In this context, Belichick actually needed McDaniels. Brady is a year-to-year proposition it this point, which isn’t the time to be assembling an entirely new staff. Mike Reiss, a very plugged-in reporter, said on Barnwell’s podcast that McDaniels has been given an unusual level of autonomy and responsibility for a Belichick assistant, which is credible. And as little respect as I have for McDaniels as a human being and as skeptical as I am that this would be portable to another context, in his current role he is not just a clipboard-holder getting credit for an established QB doing what he always does in the Gase/O’Brien mode. Brady has been better with McDaniels than without him over a long enough sample that it’s unlikely to be a fluke, and McDaniels also got a very good year out of a replacement-level QB the year Brady was hurt without an offseason to prepare. And, again, I’m not saying this to be in any way critical of Brady — his case as the greatest ever is as good as anyone’s — but as a 40-year-old with little mobility and declining arm strength he’s more reliant on top-level gameplanning and playcalling than, say, Aaron Rodgers. If healthy Brady would be very good even with Mike McCarthy as his OC, but unless they get a Saints-like draft miracle, they don’t have any margin to spare.

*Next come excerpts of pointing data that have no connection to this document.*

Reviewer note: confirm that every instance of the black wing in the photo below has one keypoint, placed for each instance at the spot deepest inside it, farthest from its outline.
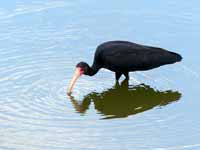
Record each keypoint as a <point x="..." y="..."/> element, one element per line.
<point x="128" y="56"/>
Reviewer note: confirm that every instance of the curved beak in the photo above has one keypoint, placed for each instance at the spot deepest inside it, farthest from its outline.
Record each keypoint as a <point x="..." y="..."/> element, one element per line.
<point x="75" y="77"/>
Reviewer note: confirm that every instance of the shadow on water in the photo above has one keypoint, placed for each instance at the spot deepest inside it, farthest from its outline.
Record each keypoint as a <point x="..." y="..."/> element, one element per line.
<point x="124" y="100"/>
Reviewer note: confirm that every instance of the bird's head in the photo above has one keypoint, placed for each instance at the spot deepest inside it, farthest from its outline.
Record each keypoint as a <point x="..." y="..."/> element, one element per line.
<point x="81" y="68"/>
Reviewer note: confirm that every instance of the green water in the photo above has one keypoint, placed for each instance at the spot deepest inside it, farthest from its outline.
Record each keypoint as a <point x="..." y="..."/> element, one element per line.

I still don’t think this is going to work out well for McDaniels as a head coach. Barring the unlikely event that Belichick leaves while Brady is still in top form, this is going to be a miserable job to take over for the reasons I stated last time. But for the Pats, it makes sense that they would go to the mat to keep him. They need to maximize their chances for whatever window they have left, and that means keeping McDaniels. Belichick’s ego has gotten then better of him with some defensive personnel moves recently, but he is the greatest coach in modern NFL history, and he was smart enough to realize that.